Entre midi et deux, il n'y a pas grand-monde, ça devrait aller.
Je calcule à peu près. « Vous rendez la monnaie, sur ces bons ? »
« Ah non, ça on prend pas, ça !
« Si, si, ça vous prenez, vous êtes obligés, de prendre, c'est un accord entre la mairie et votre magasin. »
Elle appelle sa cheffe. La file d'attente, pendant ce temps-là, grandit, derrière moi. Tout ce que je voulais éviter. La cheffe arrive enfin, en slalomant entre les clients, l'air très affairé, regarde mes bons jaunes, ne dit rien, mais prend son téléphone. La file grandit encore. La caissière attend, l'air maussade. Genre : je n'aime pas perdre mon temps.

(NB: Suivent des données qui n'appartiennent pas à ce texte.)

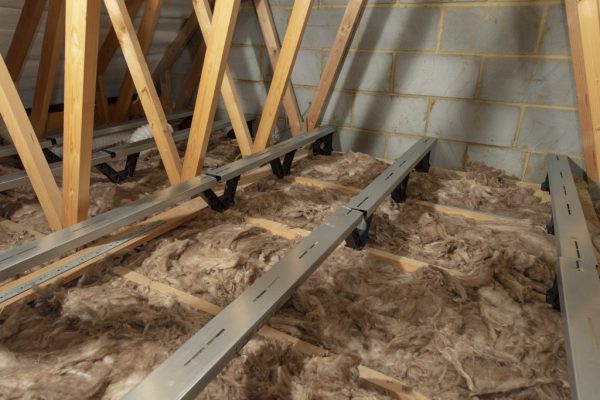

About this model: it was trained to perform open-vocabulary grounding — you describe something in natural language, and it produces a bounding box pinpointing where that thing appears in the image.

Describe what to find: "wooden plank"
[307,0,365,130]
[63,0,100,226]
[565,0,600,182]
[254,0,303,135]
[152,11,198,82]
[175,41,206,110]
[104,0,181,185]
[0,56,62,229]
[160,71,173,112]
[112,0,163,122]
[31,0,65,137]
[96,0,144,122]
[181,0,240,179]
[194,1,252,156]
[0,163,278,313]
[252,0,312,151]
[110,267,428,400]
[6,0,46,82]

Ça y est, elle sait. Elle explique à la caissière : « Tu barres le bon. Tu tapes 973 (ou 977 ?), tu édites une facture, et tu la joins au dossier. » (Le dossier ! Ils ont un dossier sur moi…) La caissière tape 973, ça ne marche pas, 977, ça ne marche pas non plus. Elle a une idée : 979. Yesss ! Bingo ! Elle édite la facture, elle barre rageusement mon bon jaune, elle agrafe le tout à un formulaire que lui donne sa cheffe, range le tout dans un dossier orange. Elle ne me rend pas la monnaie. « Pour répondre à votre deuxième question [je croyais que c'était la première], on ne rend pas la monnaie. » Ah ben merde alors. Si j'avais su, j'aurais payé en espèces. Les clients commencent à me regarder bizarrement. Je demande à la cheffe si j'ai le droit de partir, avec mes pâtes, mes citrons, mon pain, et mon jambon. Je ne demande pas mon reste. Elles ne m'ont même pas demandé ma carte d'identité…
Question discrétion, on a déjà été meilleur.
Je me dis, en rentrant chez moi, les épaules voutées : Je comprends Isabelle ; elle n'aurait jamais supporté ça.